Sa valeur réside dans la simplicité et l’évolutivité. Au lieu de dépendre d’une attribution avec état pour chaque adresse, l’hôte participe activement à sa propre configuration IPv6. En même temps, un bon déploiement exige encore une réflexion attentive sur la distribution DNS, les identifiants d’interface respectueux de la confidentialité et l’hygiène opérationnelle du réseau.
En bref, SLAAC est l’une des idées centrales d’IPv6. Il explique comment les hôtes IPv6 peuvent rejoindre un réseau intelligemment et automatiquement, et il reste essentiel pour comprendre le fonctionnement réel de la configuration IPv6 moderne.
FAQ
Que signifie SLAAC ?
SLAAC signifie Stateless Address Autoconfiguration. C’est le processus IPv6 qui permet à un hôte de configurer sa propre adresse à partir des informations annoncées par le réseau.

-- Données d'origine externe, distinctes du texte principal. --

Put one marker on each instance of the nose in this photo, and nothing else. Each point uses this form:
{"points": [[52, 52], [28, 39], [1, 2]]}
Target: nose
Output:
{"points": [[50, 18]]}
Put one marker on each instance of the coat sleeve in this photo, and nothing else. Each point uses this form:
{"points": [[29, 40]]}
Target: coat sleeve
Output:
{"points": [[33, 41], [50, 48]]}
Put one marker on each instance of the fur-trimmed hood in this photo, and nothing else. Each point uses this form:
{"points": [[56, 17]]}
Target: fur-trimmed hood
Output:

Comment SLAAC obtient-il une adresse IPv6 ?
L’hôte écoute les Router Advertisements, apprend un préfixe IPv6, génère un identifiant d’interface, les combine en une adresse, puis exécute Duplicate Address Detection avant de l’utiliser.

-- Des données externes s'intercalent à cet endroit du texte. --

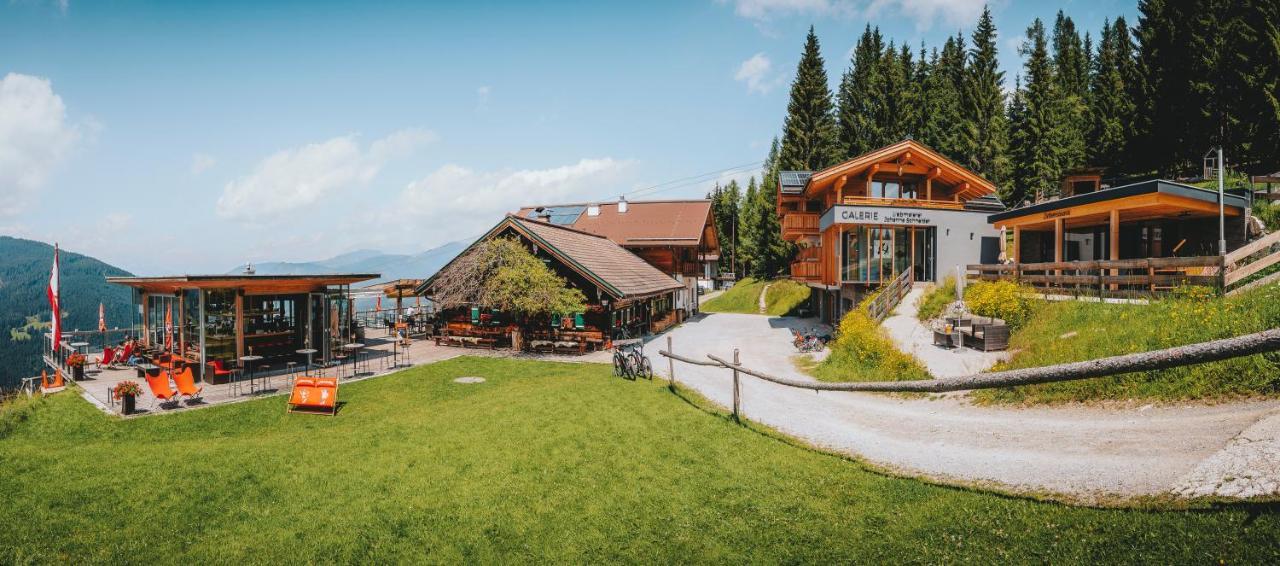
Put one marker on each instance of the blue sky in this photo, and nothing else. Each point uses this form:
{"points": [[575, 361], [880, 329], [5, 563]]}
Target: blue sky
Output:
{"points": [[190, 137]]}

SLAAC a-t-il besoin de DHCPv6 ?
Pas nécessairement. SLAAC peut créer l’adresse de manière indépendante, même si certains réseaux utilisent encore DHCPv6 pour d’autres éléments de configuration ou politiques. Le DNS peut aussi être fourni via les options RA définies dans la RFC 8106.
Quel est le rôle des Router Advertisements dans SLAAC ?
Les Router Advertisements indiquent aux hôtes les préfixes, les routeurs et les informations de configuration. Ils sont essentiels au processus SLAAC, car l’hôte y apprend les informations de préfixe et de routeur par défaut.
Qu’est-ce que DAD dans SLAAC ?
DAD signifie Duplicate Address Detection. C’est le processus utilisé pour vérifier que l’adresse IPv6 nouvellement générée est unique sur le lien local avant que l’hôte ne commence à l’utiliser.
SLAAC est-il bon pour la confidentialité ?
Il peut l’être, mais la confidentialité dépend de la manière dont les identifiants d’interface sont générés. Les recommandations modernes privilégient des mécanismes sémantiquement opaques ou temporaires plutôt que l’exposition d’identifiants stables dérivés du matériel.
Où SLAAC est-il couramment utilisé ?
Il est couramment utilisé dans les réseaux d’entreprise, de campus, haut débit, domestiques, mobiles, de laboratoire et, plus généralement, dans les réseaux compatibles IPv6 où les hôtes bénéficient d’une autoconfiguration automatique.